Me voici, tel que je suis, baignant dans l’air indispensable 1. Cet air semble si pur et délicieusement frais que je le sens me faire vivre, au lieu de vivre sans y penser, et que le mot très vide d’AME que l’on prononce à la légère, prend ici et à présent sa valeur personnelle et universelle. Et voici que je n’ignore pas non plus la présence de la terre sur laquelle je pose, marche et puis me coucher, si je veux. Ceci est admirable, ainsi que la lumière qui m’entoure de choses vraies quoique lointaines. Je m’enchante de toutes ces richesses auxquelles on ne pense jamais. Je ressens que je suis fait de tout ce dont j’ai besoin et que je possède de quoi dormir si j’ai besoin de sommeil.
Il est trop donné aux hommes de ne pas percevoir tous ces dons qui ne leur manquent pas en général, et cet équilibre ordinaire dont ils ne remarquent, par la douleur ou l’extrême plaisir, que les fortes variations. Le simple et le naturel sont les plus trompeuses des apparences. La perfection des artifices qui nous font vivre est telle que nous la prenons pour un moindre effort.

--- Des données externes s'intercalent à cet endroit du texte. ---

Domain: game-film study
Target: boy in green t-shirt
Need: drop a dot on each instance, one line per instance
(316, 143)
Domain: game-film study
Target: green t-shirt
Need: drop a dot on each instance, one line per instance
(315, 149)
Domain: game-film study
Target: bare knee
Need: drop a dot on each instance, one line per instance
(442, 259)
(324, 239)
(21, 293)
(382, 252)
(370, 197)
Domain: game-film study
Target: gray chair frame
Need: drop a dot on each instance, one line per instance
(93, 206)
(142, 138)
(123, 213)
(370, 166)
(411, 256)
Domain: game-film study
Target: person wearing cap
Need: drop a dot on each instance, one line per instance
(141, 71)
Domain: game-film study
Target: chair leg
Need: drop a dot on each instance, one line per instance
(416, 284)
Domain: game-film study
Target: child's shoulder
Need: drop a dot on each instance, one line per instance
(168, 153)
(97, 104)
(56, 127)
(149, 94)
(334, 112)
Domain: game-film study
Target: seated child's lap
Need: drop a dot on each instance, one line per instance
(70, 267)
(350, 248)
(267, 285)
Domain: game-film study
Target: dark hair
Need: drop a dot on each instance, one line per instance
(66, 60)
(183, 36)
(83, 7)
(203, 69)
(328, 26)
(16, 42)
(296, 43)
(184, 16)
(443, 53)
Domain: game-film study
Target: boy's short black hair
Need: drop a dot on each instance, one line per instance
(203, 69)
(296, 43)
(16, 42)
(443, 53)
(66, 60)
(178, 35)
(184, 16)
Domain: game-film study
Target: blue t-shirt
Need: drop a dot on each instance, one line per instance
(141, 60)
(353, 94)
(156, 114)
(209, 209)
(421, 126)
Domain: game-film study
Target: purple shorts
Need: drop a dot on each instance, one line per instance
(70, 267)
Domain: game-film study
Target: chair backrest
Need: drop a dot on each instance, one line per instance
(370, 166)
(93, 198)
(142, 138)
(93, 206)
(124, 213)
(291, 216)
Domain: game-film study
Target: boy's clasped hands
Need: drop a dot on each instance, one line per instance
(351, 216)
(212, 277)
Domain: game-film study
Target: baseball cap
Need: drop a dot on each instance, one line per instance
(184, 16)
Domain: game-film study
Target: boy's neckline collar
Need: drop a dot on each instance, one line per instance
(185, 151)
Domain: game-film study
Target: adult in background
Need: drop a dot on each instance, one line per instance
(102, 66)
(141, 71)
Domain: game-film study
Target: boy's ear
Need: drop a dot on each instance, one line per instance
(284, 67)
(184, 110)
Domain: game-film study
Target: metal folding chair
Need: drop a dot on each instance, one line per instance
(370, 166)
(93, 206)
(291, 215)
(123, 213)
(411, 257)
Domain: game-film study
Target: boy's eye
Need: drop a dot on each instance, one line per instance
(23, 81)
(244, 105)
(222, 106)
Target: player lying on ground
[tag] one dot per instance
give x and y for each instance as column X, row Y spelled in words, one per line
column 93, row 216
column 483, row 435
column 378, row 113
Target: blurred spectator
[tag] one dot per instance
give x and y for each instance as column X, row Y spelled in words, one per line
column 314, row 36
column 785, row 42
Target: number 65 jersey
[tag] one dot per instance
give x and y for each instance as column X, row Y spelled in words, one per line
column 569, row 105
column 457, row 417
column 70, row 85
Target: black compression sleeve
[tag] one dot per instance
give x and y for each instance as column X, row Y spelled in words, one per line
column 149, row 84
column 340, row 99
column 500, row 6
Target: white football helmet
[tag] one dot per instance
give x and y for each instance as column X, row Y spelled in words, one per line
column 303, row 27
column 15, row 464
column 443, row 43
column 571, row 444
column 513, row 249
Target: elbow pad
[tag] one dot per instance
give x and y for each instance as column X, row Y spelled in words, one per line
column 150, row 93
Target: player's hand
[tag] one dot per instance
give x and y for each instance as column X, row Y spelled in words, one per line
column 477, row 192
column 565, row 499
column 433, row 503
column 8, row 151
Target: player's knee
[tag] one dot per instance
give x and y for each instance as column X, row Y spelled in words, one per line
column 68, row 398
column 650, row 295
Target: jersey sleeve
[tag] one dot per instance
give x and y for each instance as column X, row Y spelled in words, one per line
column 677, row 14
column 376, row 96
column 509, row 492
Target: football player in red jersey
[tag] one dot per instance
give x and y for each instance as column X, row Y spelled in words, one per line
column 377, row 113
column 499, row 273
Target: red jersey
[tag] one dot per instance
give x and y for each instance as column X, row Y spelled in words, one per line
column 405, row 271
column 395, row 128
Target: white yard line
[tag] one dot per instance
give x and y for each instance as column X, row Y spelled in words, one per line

Tout ce qu’il faut pour être est aussi caché que possible. Il faudrait inventer indéfiniment pour suivre cette pensée vers sa racine. Va et viens. Regarde et bâille. Casse une tige et fouette le gros arbre. Il arrivera peut-être, comme l’arbre lui-même forme un nœud de plus en montant à son épanouissement, que ta distraction tout à coup se noue et se durcisse en neuve idée.